For one thing, in Armenia for the most part, it’s business as usual. I witnessed this same type of indifference following a slew of fraudulent elections starting as far back as 1996; the 1996 use of the military to put an end to a demonstration apposing Levon’s blatantly fixed re-election; the October 27, 1999 Parliament killing; the April 13, 2004 violent crackdown on peaceful demonstrators and of course now we have the use of excessive force on the peaceful demonstrators on the morning of March 1, 2008, followed by a larger protest that ended up in the killing of at least 8 people by what I believe was a special military unit (see the video clip below).

All of what I've referenced above was in the best case scenario denounced by many, but in the end, indifference, "national unity" and memory loss smooths everything over and life went on as normal, just like it seems to be for most in Armenia and the Diaspora today.

And of course since this is the way it always seems to ends, then it also happens again, as the criminal element that got away with it the last time thanks to us not protesting and standing to their illegal acts, learns that there is no punishment for their actions. Oh and I can tell you that if there is a next time, it won't stop at 8 deaths, but would dare to guess it will top 100 (not to say that in reality we didn't come close to that number on March 1st, seeing that there are still people unaccounted for and knowing this government if they killed those people, they will try to cover that up too).

The one thing that really concerned me was the recent Joint Statement from a number of leading Armenian organizations, including the Church (mine included) that denounces what happened on March 1st, and in the last sentence recognizes the recent fraudulent elections, which were the cause for March 1st, as legitimate. These kinds of stances can only further divide us.

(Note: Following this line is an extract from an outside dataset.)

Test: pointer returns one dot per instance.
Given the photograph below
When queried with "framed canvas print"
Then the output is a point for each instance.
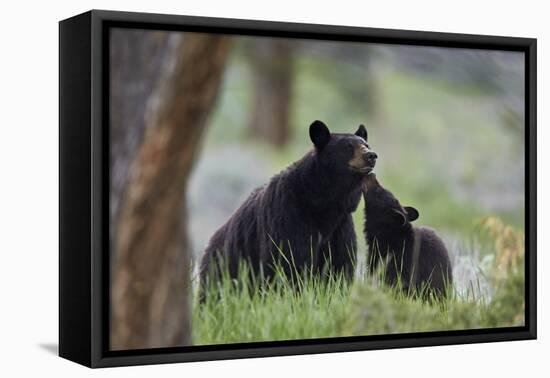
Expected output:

I for one believe in my religion, but question our Church leaders who if I were them, would have kept my mouth shut and only after the dust settled would I take any concrete stance, especially if I'm going to approve of an election which the many Armenians and the international community is questioning.

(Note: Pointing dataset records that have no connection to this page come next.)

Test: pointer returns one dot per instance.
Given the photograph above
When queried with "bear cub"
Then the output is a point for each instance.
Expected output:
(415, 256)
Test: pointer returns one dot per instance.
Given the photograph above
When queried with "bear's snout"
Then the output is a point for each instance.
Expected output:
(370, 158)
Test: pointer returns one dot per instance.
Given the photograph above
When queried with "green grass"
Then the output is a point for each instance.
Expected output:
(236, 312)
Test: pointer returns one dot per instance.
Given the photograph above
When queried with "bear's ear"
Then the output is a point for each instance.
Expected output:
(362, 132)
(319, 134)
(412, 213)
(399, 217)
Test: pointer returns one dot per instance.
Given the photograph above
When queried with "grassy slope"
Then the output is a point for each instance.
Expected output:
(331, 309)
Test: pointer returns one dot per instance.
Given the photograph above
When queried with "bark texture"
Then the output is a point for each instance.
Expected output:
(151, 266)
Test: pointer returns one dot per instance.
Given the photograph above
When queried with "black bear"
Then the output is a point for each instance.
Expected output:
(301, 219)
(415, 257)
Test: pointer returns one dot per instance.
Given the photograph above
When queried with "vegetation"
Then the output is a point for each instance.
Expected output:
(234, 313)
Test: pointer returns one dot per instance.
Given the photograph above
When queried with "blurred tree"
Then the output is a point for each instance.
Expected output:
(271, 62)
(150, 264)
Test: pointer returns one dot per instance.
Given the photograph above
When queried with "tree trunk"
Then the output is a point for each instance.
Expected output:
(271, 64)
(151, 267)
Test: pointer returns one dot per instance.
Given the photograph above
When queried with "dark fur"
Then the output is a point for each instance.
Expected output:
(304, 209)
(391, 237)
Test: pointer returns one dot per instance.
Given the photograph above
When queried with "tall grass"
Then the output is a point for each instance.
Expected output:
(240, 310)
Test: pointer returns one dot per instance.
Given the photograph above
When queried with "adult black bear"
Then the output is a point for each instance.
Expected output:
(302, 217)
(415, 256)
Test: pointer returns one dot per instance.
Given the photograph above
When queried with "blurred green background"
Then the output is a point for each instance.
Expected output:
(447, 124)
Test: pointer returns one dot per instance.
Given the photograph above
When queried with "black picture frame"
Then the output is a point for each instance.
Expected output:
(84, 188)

Until we embrace reality and stop kissing the asses of the criminals who have hijacked our nation (Levon included) and demand that they serve the people who they have elected themselves into office to serve, Armenia will not become the stable country we need for it to be so it will have a promising future that we all can be proud of.

I am really concerned that if we don’t shake off this denial that clouds our vision, my son’s generation is going to have much more serious problems to deal with when we pass the nation off to them, that is if there is a nation to pass on to them.

For those of you who are wondering what else I have been up to for the last few months, I can now tell you that I've joined a think-tank called Policy Forum Armenia and have been writing reports for the human rights chapter of our semi-annual state of the nation report.